Token authentication supplements symmetric encryption for scenarios where a third‑party platform wants to grant permissions to external devices (e.g., mobile clients) without exposing the secret key.

The developer requests a token from the authorization server using APPSECRET, receives a token, and the external device includes the token in API calls. The platform validates the token, allowing fine‑grained control over API permissions, expiration, and usage limits.

Gateway Smooth Rate Limiting

Different business lines have varying service capacities; to ensure stable service and prevent overload, the gateway implements multi‑dimensional smooth rate limiting.

Implementation uses Redis + Lua to realize a token‑bucket algorithm with second‑level granularity. When a request arrives, the system derives a unique rate‑limit key (e.g., prefix_apiid_appid), determines the time granularity and limit, and uses a Lua script to fetch and possibly replenish tokens.

Gateway Circuit Breaking and Degradation

When backend calls timeout or encounter exceptions, continued requests are futile. The gateway therefore employs circuit breaking: once error thresholds are reached, further calls are rejected immediately. The platform uses Hystrix, opting for semaphore isolation (instead of thread pools) due to the large number of APIs and groups, reducing thread overhead. Each API can be configured with error‑rate or failure‑count thresholds for automatic degradation.

Isolation

APIs have diverse requirements for throughput, latency, data size, and concurrency. Co‑locating services with different characteristics can cause mutual interference, and failures in one service may affect others. To mitigate this, the platform introduces thread‑pool isolation, assigning separate thread pools to API groups based on weight, ensuring that issues in one group do not cascade to others.

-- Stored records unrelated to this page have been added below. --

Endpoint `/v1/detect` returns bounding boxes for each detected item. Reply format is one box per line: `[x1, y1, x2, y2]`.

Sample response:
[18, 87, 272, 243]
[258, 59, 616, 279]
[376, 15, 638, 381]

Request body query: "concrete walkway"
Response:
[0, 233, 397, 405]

Technical details: the system creates multiple thread pools per API group; incoming requests are dispatched to the appropriate pool. If a particular API fails, only its group’s threads are affected.

Real‑time Message Push

Real‑time push is a core component of the 58 Open Platform. Traditional polling is inefficient and wasteful. The platform implements a Netty‑based keep‑alive NIO model, supporting nearly a million concurrent connections, delivering timely notifications to third‑party developers.

It uses a unified ESB asynchronous entry, isolating traffic by topic per business line, preventing high‑volume services from blocking others. An RPC interface complements ESB for business lines that cannot use ESB, allowing developers to call SCF interfaces for message push.

The message system employs a broker‑based distribution model with modular plug‑in processing, making new message source integration extremely simple and shortening development cycles.

Based on Netty, the architecture builds a massive push model, using keep‑alive long connections to handle the entire receive‑push‑acknowledge flow asynchronously.

Summary and Outlook

Due to space constraints, many technical details such as link‑call logging, Kafka‑Storm‑ES data statistics, and alerting are not covered.

The platform has made significant progress in performance, stability, and content richness after more than a year of development.

Future plans include introducing a service marketplace, component‑based construction, enriching integration endpoints, supporting mini‑programs and H5, and adopting serverless to further open and share the company’s technical capabilities and resources.